William Butler Yeats, The Second Coming (1919)
(traduction d’Yves Bonnefoy in Anthologie bilingue de la poésie
anglaise, La Pléiade, 2005)
Nul doute que l’Holocauste nazi ait été
aussi proche que possible du mal absolu tel qu’il a été révélé
tout au long de l’histoire sanglante de l’espèce humaine. Son
caractère massif, son intention génocidaire affichée et son
recours à la mentalité et aux possibilités techniques de la
modernité confèrent à sa mise en œuvre dans les camps de
concentration d’Europe un statut spécial dans notre imaginaire
moral. Ce statut spécial est exhibé, au moyen de la présentation
continuelle de ses réalités sanglantes, par des films, des
livres et toute un ensemble d’artefacts culturels, plus de
soixante ans après que les événements dont il est question
aient cessé.
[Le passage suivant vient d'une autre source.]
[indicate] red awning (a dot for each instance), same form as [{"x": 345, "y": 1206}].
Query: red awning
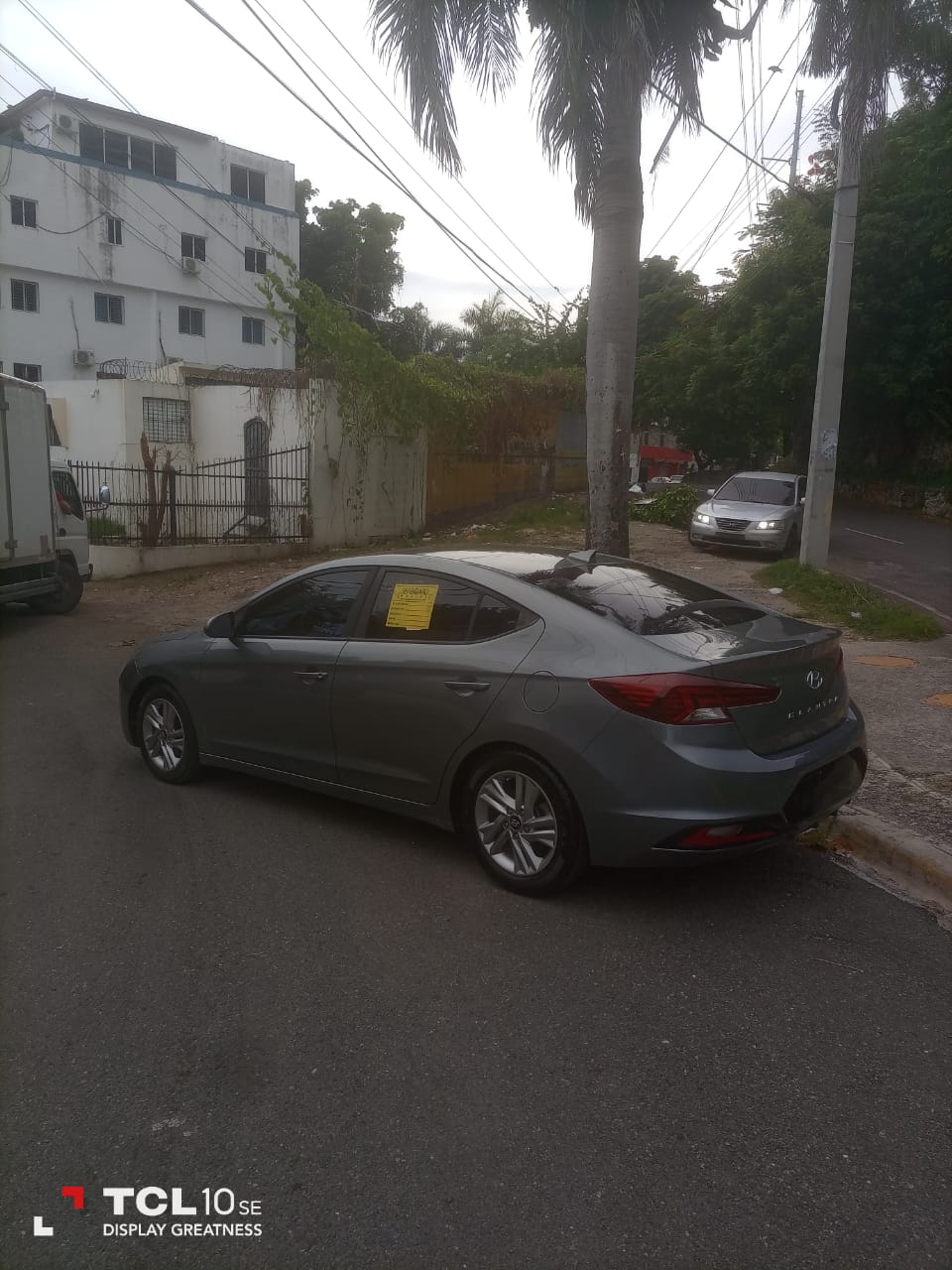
[{"x": 667, "y": 456}]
La mémoire permanente de l’Holocauste est
maintenue en vie, par ailleurs, par l’existence de plusieurs muséums
prestigieux, voués exclusivement à la description des horreurs
qui se sont produites durant la période où les nazis étaient au
pouvoir en Allemagne.
Dans ce contexte, il est particulièrement
douloureux, pour moi qui suis juif américain, de me voir dans
l’obligation de décrire les mauvais traitements en cours et
croissants infligés par Israël au peuple palestinien en devoir
recourir à une métaphore aussi incendiaire que celle de l’ «holocauste ».
Ce mot est tiré du grec ‘holos’ (qui signifie « totalement,
complètement ») et ‘kaustos’ (qui signifie « brûlé »).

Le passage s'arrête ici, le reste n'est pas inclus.